I tried, but wasn’t feeling:

  • 📖 Little Women by: Louisa May Alcott
    • I wanted to care so, so much…but I just didn’t. It sat on my table for most of January, begging me to read it, but the little that I did was just so incredibly boring for me. I think this is exactly why I don’t read classics!
  • 📱 *** The Mountains Sing by: Nguyen Phan Que Mai
    • The writing is clunky and the sentences too simplistic for my writing. Some of the metaphors feel forced. Just not cohesive enough to gain my attention.
  • 📱 *** When We Were Vikings by: Andrew David MacDonald
    • I seem to be in the minority, but I can’t get over the use of the r-word, the f-word, or what seems to be the sexual conquest of Zelda, a character with fetal alcohol syndrome. 
  • 📖 There Will Be No Miracles Here by: Casey Gerald
    • While the premise sounds interesting, it just feels like the wrong timing for me. After several chapters, it was too dense for me to fully engage with and to keep me turning the pages.
  • 📖 *** Wyoming by: J.P. Gritton
    • I could have probably made it through this one at another point in my life, but I just didn’t have the desire to commit anymore energy to this one. I like dark and gritty books, but this one failed to grab me and hold my attention.
(#partner #freebooks: All books noted by asterisks (***) indicate I received the book for free from the publisher, the author, or another promotional company to review. All opinions are my own.)

Unread Shelf Update:

Last month was a bit of a wake up call for me. (I aquired 52 books in one month! 52!) No one can realistically keep up with the books on their shelves at the rate I was putting them on my shelves, so I’m committing to being more selective of the books I accept.
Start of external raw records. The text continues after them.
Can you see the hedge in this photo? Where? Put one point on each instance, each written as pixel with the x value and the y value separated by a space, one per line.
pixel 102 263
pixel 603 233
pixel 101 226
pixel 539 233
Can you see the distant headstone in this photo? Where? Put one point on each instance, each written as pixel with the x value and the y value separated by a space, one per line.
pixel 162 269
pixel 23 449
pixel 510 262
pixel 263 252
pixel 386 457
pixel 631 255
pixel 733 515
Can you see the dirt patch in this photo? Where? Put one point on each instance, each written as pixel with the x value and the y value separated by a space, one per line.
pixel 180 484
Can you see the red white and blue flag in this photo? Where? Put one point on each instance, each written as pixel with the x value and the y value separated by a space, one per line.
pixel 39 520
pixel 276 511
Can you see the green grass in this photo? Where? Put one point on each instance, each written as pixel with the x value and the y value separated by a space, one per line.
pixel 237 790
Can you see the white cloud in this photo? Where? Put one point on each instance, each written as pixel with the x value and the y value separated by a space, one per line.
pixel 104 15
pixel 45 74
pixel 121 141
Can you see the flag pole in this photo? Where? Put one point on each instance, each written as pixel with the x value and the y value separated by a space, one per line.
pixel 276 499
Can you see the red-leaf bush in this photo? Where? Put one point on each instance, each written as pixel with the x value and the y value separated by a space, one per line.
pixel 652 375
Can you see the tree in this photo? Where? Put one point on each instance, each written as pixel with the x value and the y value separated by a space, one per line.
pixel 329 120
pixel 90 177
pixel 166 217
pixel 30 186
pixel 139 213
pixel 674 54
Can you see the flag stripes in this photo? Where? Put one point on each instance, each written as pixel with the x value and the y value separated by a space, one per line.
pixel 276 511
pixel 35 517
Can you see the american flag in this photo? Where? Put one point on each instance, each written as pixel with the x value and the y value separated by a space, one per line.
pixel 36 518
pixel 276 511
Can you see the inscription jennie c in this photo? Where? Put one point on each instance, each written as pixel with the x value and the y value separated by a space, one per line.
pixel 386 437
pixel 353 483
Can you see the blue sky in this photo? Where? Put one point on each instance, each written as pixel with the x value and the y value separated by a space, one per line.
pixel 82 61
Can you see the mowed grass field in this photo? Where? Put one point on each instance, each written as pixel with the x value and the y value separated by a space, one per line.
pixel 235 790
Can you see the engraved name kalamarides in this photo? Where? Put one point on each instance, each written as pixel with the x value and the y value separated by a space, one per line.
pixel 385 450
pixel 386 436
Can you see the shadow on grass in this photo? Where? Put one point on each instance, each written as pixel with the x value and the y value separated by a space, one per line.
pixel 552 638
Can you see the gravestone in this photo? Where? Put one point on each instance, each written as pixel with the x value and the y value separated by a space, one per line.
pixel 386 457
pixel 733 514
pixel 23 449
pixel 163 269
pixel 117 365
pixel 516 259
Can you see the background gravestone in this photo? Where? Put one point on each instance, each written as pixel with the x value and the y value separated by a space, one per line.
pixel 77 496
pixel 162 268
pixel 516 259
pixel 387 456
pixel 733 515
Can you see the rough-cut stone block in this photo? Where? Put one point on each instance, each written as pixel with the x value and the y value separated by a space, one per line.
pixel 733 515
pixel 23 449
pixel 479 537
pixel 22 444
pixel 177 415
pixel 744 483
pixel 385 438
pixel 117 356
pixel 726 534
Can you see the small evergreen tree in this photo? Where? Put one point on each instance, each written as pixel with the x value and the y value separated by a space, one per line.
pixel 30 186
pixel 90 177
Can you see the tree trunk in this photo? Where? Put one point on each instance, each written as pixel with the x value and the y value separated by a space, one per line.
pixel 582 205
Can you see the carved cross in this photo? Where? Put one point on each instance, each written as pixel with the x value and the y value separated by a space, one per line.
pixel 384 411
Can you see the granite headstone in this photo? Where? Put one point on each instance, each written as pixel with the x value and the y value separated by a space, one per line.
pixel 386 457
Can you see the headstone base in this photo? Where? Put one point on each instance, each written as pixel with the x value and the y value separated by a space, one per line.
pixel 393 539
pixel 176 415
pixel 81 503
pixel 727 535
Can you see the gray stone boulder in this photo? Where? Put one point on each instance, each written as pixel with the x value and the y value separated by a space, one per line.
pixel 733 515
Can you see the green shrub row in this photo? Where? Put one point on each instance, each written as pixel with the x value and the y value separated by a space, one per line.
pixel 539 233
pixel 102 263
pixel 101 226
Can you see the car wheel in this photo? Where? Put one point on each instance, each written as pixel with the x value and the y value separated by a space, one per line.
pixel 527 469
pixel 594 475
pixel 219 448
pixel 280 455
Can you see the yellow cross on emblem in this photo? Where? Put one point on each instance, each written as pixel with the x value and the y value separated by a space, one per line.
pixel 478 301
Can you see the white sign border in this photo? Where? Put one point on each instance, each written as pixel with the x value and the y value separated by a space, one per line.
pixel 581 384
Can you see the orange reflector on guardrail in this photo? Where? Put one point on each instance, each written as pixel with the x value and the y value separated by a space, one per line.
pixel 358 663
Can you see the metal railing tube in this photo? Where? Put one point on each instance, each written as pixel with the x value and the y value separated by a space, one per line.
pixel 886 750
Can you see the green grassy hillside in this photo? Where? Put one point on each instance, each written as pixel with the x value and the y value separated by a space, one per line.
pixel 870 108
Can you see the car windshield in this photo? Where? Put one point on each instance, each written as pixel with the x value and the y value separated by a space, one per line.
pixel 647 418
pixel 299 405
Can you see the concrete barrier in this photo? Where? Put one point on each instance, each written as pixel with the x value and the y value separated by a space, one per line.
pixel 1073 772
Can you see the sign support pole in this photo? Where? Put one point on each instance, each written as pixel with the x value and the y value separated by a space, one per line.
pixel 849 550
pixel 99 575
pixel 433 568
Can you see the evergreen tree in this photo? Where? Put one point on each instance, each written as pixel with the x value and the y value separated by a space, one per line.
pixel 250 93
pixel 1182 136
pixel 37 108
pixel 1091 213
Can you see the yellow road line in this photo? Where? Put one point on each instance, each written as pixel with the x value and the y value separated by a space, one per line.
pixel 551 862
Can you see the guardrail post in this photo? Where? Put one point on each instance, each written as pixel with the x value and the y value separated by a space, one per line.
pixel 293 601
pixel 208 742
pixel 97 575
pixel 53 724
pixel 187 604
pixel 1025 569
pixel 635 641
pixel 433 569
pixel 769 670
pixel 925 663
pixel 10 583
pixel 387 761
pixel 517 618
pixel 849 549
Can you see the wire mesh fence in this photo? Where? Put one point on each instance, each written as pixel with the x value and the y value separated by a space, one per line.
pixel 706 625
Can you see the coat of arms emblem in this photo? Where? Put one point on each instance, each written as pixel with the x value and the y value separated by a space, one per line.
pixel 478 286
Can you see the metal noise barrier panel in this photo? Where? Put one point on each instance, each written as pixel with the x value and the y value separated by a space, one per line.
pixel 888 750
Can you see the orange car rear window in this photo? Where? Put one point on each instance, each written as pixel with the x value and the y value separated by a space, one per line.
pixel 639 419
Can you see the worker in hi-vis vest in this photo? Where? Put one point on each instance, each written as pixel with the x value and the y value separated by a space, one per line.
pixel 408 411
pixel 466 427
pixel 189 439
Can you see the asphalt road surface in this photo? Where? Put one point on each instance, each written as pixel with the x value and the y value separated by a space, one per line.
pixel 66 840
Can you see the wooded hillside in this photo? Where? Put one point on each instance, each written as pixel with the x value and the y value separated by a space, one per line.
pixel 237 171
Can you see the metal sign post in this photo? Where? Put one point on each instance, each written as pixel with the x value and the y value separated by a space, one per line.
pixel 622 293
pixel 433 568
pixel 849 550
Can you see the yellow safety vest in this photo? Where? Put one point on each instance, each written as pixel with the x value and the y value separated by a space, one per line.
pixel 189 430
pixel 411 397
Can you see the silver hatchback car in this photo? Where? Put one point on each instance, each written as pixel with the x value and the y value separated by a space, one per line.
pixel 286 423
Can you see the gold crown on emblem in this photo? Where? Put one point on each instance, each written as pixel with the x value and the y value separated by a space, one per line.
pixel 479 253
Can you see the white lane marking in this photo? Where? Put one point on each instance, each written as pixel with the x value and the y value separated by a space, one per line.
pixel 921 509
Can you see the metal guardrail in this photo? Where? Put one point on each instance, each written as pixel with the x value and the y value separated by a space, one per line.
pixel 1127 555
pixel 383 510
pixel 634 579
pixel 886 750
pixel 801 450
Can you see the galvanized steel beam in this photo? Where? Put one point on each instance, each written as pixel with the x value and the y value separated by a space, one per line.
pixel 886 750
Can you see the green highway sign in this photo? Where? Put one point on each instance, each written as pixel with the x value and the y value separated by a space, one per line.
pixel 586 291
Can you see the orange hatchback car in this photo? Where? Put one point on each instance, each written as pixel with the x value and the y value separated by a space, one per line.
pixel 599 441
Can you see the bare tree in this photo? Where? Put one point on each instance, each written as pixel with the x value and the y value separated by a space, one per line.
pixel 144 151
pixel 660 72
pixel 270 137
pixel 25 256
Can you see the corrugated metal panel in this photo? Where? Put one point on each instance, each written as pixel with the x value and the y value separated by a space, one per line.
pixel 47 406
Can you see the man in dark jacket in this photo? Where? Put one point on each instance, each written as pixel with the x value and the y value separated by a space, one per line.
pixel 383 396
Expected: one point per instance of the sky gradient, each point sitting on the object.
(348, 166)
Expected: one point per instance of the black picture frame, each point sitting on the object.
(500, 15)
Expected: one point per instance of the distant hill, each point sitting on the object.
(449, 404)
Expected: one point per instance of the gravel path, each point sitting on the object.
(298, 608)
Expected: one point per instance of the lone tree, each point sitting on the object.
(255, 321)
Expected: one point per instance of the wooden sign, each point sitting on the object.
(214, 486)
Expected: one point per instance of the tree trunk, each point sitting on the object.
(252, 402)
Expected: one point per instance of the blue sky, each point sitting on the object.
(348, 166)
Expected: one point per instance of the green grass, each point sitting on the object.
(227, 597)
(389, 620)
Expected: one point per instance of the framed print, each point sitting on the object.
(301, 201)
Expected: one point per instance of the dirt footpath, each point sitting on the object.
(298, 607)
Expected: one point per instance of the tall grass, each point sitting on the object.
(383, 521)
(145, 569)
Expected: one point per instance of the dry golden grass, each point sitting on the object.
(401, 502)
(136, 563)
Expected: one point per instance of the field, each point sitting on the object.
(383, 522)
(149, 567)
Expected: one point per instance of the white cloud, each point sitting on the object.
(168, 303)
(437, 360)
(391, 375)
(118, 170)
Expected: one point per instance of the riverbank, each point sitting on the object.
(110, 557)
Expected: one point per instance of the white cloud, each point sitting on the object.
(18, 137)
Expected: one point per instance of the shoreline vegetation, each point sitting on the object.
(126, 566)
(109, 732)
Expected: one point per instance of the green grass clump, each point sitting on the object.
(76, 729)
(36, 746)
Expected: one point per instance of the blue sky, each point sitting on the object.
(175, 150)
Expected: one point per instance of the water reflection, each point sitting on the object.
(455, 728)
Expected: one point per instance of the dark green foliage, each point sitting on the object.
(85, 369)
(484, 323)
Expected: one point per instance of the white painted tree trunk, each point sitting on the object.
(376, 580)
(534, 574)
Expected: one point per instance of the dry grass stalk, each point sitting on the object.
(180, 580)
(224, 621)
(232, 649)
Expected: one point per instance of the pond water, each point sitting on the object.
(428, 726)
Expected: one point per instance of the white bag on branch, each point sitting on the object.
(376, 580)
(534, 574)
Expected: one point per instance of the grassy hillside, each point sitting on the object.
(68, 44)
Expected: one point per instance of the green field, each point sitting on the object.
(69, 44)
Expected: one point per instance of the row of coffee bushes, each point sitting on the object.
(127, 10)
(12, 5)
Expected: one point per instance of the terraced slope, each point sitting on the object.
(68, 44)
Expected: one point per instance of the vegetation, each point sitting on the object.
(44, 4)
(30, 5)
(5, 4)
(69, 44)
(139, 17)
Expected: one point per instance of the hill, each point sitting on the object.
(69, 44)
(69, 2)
While I still have some work to do, I was pleased with the fact that I cut that number in half.

I acquired 26 books in February (no purchases for me!! 🙌🏼)

I donated/unloaded 28 books (again, I’m feeling proud of myself)

I actually moved in the right direction this month by getting rid of 2 books from my shelves for a new total of 442 books on my shelves!

(I started with 417, so I’m still in the wrong direction, but after January, I feel good about this result. It’s getting easier for me to remove books from my shelves that I know I’m just not interested in reading anymore. I’m going to continue to cull books that just aren’t speaking to me and I hope this number continues to go down!)